The authors have declared that no competing interests exist.

Acknowledgments

We would like to thank our associates Violeta Mihajlovska, Azra Kapetanović and Slobodan Pantelić for their support and contribution to our research group, and to the parents who participated in our study.

References

Appendix

Translation of stimuli, originals were in Serbian.

Vaccine dilemma (High Involvement – Health Domain)

Without outcome: The doctor has recommended to the parents to get their child vaccinated. The parents are indecisive, because of the debate going on in the media about this subject. They decide not to vaccinate their child.

Negative outcome: Later, the child contracted the disease he/she wasn’t vaccinated against, he/she barely managed to recover and it damaged his/her immune system for the rest of his/her life.

Positive outcome: The child didn’t contract the disease against which he/she was supposed to be vaccinated and didn’t have any significant health problems throughout his/her life.

Trip dilemma (Low involvement – Health Domain)

Without outcome: The parents and their child are driving to the seaside. The pediatrician advised them to give the child anti-nausea medicine before the trip, just in case. The parents decide that there is no need for that and set off for the sea.

Negative outcome: The child was very sick during the ride and he/she vomited several times.

Positive outcome: Everything was fine and the child didn’t get sick during the ride.

Class dilemma (High involvement – Non-health Domain)

Without outcome: A psychologist advised the parents to enroll their child in the first grade of elementary school, instead of a pre-school kindergarten programme, because, according to his assessment, the child is ready to start school. The parents decide not to enroll their child into the first grade, enrolling him/her in pre-school instead.

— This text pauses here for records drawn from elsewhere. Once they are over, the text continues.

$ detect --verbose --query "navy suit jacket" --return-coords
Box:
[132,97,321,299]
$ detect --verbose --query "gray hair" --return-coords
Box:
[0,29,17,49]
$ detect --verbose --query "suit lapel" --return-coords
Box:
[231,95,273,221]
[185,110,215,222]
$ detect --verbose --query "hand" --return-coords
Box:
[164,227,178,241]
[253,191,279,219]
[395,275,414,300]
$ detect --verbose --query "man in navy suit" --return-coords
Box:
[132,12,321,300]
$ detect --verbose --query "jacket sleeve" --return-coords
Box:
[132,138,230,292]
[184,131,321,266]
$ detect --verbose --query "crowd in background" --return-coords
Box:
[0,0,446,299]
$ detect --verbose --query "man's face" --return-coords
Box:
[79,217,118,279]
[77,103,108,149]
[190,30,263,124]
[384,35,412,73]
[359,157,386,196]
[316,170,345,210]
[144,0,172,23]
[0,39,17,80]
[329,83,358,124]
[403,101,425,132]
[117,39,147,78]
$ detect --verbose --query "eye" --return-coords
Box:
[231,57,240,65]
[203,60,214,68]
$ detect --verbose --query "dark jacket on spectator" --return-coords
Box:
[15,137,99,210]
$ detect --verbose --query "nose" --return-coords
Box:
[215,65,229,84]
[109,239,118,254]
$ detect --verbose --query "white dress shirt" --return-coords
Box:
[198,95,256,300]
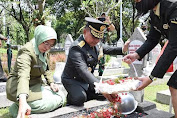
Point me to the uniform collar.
[154,3,160,17]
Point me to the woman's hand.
[50,83,59,92]
[17,94,31,118]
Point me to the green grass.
[144,83,172,112]
[0,48,18,55]
[0,83,172,118]
[0,107,11,118]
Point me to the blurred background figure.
[0,34,7,82]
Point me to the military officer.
[61,17,128,106]
[123,0,177,118]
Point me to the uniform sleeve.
[68,47,99,84]
[136,26,161,60]
[102,44,123,55]
[16,50,31,97]
[151,23,177,78]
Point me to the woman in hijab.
[6,25,65,118]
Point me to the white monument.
[53,62,65,84]
[64,34,73,58]
[128,27,147,102]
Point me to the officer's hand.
[122,52,139,64]
[102,93,116,102]
[135,76,152,91]
[17,96,31,118]
[50,83,59,92]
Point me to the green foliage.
[55,11,84,42]
[0,107,11,118]
[144,83,169,112]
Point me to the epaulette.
[78,41,85,48]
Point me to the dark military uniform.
[61,35,122,106]
[136,0,177,89]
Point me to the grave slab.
[31,100,174,118]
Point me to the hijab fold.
[32,25,57,70]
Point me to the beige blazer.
[6,42,54,102]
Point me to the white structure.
[53,62,65,84]
[64,34,73,58]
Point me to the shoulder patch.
[78,41,85,48]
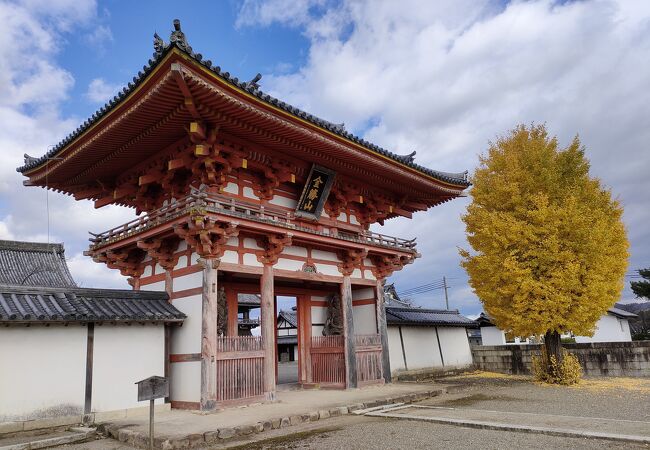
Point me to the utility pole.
[442,277,449,311]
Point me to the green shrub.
[531,347,582,386]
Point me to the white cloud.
[0,0,126,286]
[235,0,327,27]
[86,78,122,103]
[239,0,650,313]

Negative outcome: Their child is very bored in pre-school and the kindergarten in general, refuses to go to kindergarten and isn’t progressing very well.

Positive outcome: Their child is overjoyed about the prospect of spending another year with his/her old friends, can’t wait to go to kindergarten and is still making great progress.

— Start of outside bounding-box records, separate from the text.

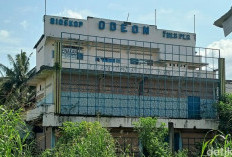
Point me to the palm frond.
[0,63,14,76]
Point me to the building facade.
[27,16,221,155]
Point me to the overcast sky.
[0,0,232,80]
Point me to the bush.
[0,106,31,157]
[134,117,188,157]
[201,132,232,157]
[43,121,116,157]
[134,117,171,157]
[216,94,232,134]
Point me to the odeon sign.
[50,17,149,35]
[50,17,190,40]
[98,21,149,35]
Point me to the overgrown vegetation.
[0,106,31,157]
[134,117,187,157]
[201,132,232,157]
[0,51,35,109]
[216,94,232,134]
[201,94,232,157]
[43,121,116,157]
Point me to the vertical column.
[54,42,62,114]
[218,58,225,99]
[168,122,174,152]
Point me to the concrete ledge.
[43,113,219,129]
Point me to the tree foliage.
[43,121,116,157]
[0,51,35,109]
[216,94,232,134]
[0,106,31,157]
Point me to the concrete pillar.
[168,122,174,152]
[218,58,226,99]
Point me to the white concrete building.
[27,16,220,156]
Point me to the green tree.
[216,94,232,134]
[0,51,35,109]
[42,121,116,157]
[0,106,31,157]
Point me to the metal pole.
[155,9,156,25]
[45,0,47,15]
[193,14,196,33]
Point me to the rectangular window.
[52,50,55,58]
[95,57,121,63]
[77,52,83,60]
[130,58,153,66]
[62,45,84,60]
[130,58,139,65]
[188,96,201,119]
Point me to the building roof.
[214,8,232,28]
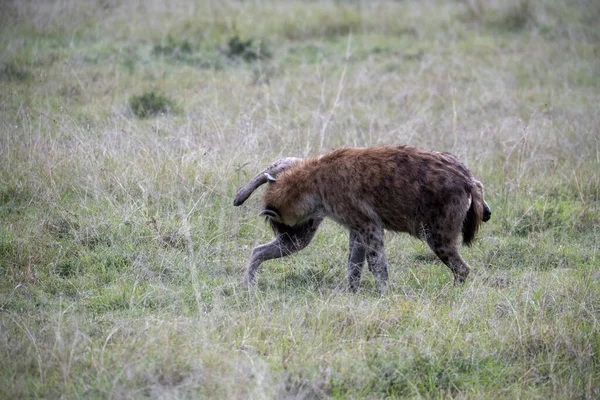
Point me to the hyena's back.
[304,146,476,238]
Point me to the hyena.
[233,146,491,291]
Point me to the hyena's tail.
[463,181,492,246]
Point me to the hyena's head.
[259,176,320,226]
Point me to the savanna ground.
[0,0,600,399]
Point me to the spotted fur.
[234,146,491,291]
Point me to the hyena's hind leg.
[348,231,366,292]
[244,218,323,286]
[427,232,471,284]
[360,225,388,294]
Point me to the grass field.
[0,0,600,399]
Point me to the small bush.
[227,35,271,62]
[0,63,31,82]
[152,35,192,57]
[129,90,173,118]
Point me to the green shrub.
[227,35,271,62]
[152,35,192,57]
[0,63,31,82]
[129,90,173,118]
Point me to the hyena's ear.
[265,172,277,183]
[233,157,302,206]
[258,207,280,219]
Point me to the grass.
[0,0,600,399]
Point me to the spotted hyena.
[233,146,491,291]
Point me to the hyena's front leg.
[348,231,366,292]
[361,226,388,294]
[244,218,323,286]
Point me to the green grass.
[0,0,600,399]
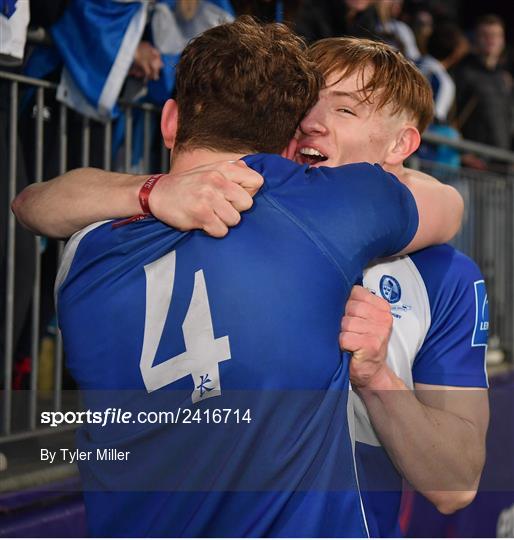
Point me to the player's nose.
[300,106,327,135]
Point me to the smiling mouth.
[298,146,328,167]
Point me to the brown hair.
[175,16,323,153]
[310,37,434,133]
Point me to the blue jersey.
[353,245,489,536]
[58,155,418,537]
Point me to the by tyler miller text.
[41,448,130,463]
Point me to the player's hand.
[148,161,263,238]
[339,285,393,388]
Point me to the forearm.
[396,169,464,253]
[12,168,147,238]
[358,368,485,513]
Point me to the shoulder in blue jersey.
[355,245,488,537]
[58,156,417,537]
[411,245,489,387]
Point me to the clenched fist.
[339,285,393,389]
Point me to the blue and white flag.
[51,0,233,120]
[0,0,30,66]
[51,0,148,119]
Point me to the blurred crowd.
[0,0,514,168]
[0,0,514,387]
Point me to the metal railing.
[0,71,514,443]
[0,71,169,443]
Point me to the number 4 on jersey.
[139,251,230,403]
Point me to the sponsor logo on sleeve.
[471,279,489,347]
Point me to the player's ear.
[385,125,421,166]
[161,99,178,149]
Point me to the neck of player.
[170,149,247,174]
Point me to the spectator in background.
[293,0,379,42]
[418,21,468,167]
[0,0,35,388]
[454,15,513,168]
[375,0,421,61]
[418,22,468,123]
[412,9,434,54]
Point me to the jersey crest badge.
[380,275,402,304]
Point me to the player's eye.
[337,107,357,116]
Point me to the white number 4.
[139,251,230,403]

Sport dilemma (Low involvement – Non-health Domain)

Without outcome: The school councilor advised the parents to sign their child up for a team sport, like volleyball or soccer. They are indecisive, because the child is already taking karate lessons. They decide not to sign up their child for a team sport.

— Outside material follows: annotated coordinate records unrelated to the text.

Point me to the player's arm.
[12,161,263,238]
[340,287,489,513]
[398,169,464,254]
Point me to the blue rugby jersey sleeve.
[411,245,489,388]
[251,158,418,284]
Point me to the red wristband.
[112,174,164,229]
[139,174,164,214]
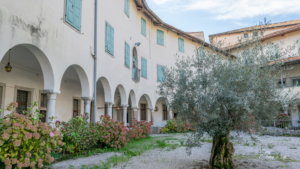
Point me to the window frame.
[63,0,83,34]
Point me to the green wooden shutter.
[125,42,130,67]
[178,38,184,53]
[124,0,130,18]
[297,39,300,55]
[74,0,81,31]
[157,30,164,46]
[105,22,111,53]
[110,27,115,55]
[142,18,147,37]
[142,58,147,78]
[66,0,75,26]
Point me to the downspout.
[93,0,98,124]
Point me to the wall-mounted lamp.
[5,49,12,72]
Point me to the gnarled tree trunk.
[209,135,237,169]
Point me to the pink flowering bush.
[0,102,64,169]
[128,119,152,140]
[97,115,129,149]
[160,119,194,133]
[59,115,101,153]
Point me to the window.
[142,58,147,78]
[16,90,28,114]
[125,42,130,68]
[105,22,114,55]
[66,0,81,31]
[278,80,285,87]
[297,39,300,55]
[124,0,130,18]
[293,79,300,86]
[157,29,164,46]
[141,104,147,120]
[163,105,168,120]
[41,94,47,107]
[141,18,147,37]
[73,99,79,117]
[157,65,165,82]
[178,38,184,53]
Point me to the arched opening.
[91,77,114,121]
[154,97,172,126]
[132,47,141,82]
[56,65,90,121]
[0,44,55,121]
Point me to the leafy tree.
[158,24,298,169]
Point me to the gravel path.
[54,134,300,169]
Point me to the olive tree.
[158,27,298,168]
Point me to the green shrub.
[160,119,194,133]
[56,115,101,153]
[97,115,129,149]
[0,102,64,169]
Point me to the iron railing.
[132,66,141,82]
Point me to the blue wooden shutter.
[297,39,300,55]
[105,22,111,53]
[142,58,147,78]
[157,30,164,46]
[178,38,184,53]
[125,42,130,67]
[66,0,75,26]
[124,0,130,18]
[74,0,81,31]
[109,26,115,55]
[142,18,147,37]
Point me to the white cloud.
[151,0,300,20]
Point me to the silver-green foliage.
[158,26,298,149]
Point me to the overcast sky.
[147,0,300,42]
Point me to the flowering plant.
[0,102,64,169]
[128,119,152,140]
[60,115,101,153]
[97,115,129,149]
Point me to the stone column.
[106,103,113,119]
[81,97,92,122]
[122,105,128,126]
[44,90,60,127]
[150,109,154,125]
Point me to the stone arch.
[129,90,138,107]
[59,65,91,98]
[97,77,114,103]
[116,84,128,105]
[0,44,55,91]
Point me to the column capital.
[43,89,60,94]
[81,97,94,101]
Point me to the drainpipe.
[93,0,98,124]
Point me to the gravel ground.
[52,153,120,169]
[54,134,300,169]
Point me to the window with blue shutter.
[157,29,164,46]
[297,39,300,55]
[178,38,184,53]
[66,0,82,31]
[141,18,147,37]
[157,65,165,82]
[124,0,130,18]
[142,58,147,78]
[125,42,130,67]
[105,22,114,55]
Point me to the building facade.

Negative outcome: The child kept taking karate lessons, never developing teamwork skills, not learning to cooperate, which presented a problem for him/her in several situations in later life, especially during group activities and tasks.

Positive outcome: The child kept taking karate lessons, focused all his/her energy on it, made great progress and developed his/her determination and self-confidence.

About the Authors

Kaja Damnjanović is a researcher at the Laboratory of Experimental Psychology, University of Belgrade. The scope of her work encompasses the fundamental and applied approaches to complex cognition, reasoning, and JDM.

Vera Novković is a Bachelor of Psychology and an associate at the Laboratory of Experimental Psychology, with a field of interest encompassing higher cognition, machine learning and artificial intelligence.

Irena Pavlović is a master’s student of psychology and an associate at the Laboratory of Experimental Psychology, University of Belgrade. Her main interests include applied social and cognitive psychology, mainly through the domain of intergroup relations, dynamics and higher cognition.

Sandra Ilić is a senior student of psychology at the University of Belgrade, and an associate at the Laboratory of Experimental Psychology. The scope of her interests covers the field of cognitive, social and developmental psychology, mainly in regard to higher cognition, reasoning, judgement, and decision-making.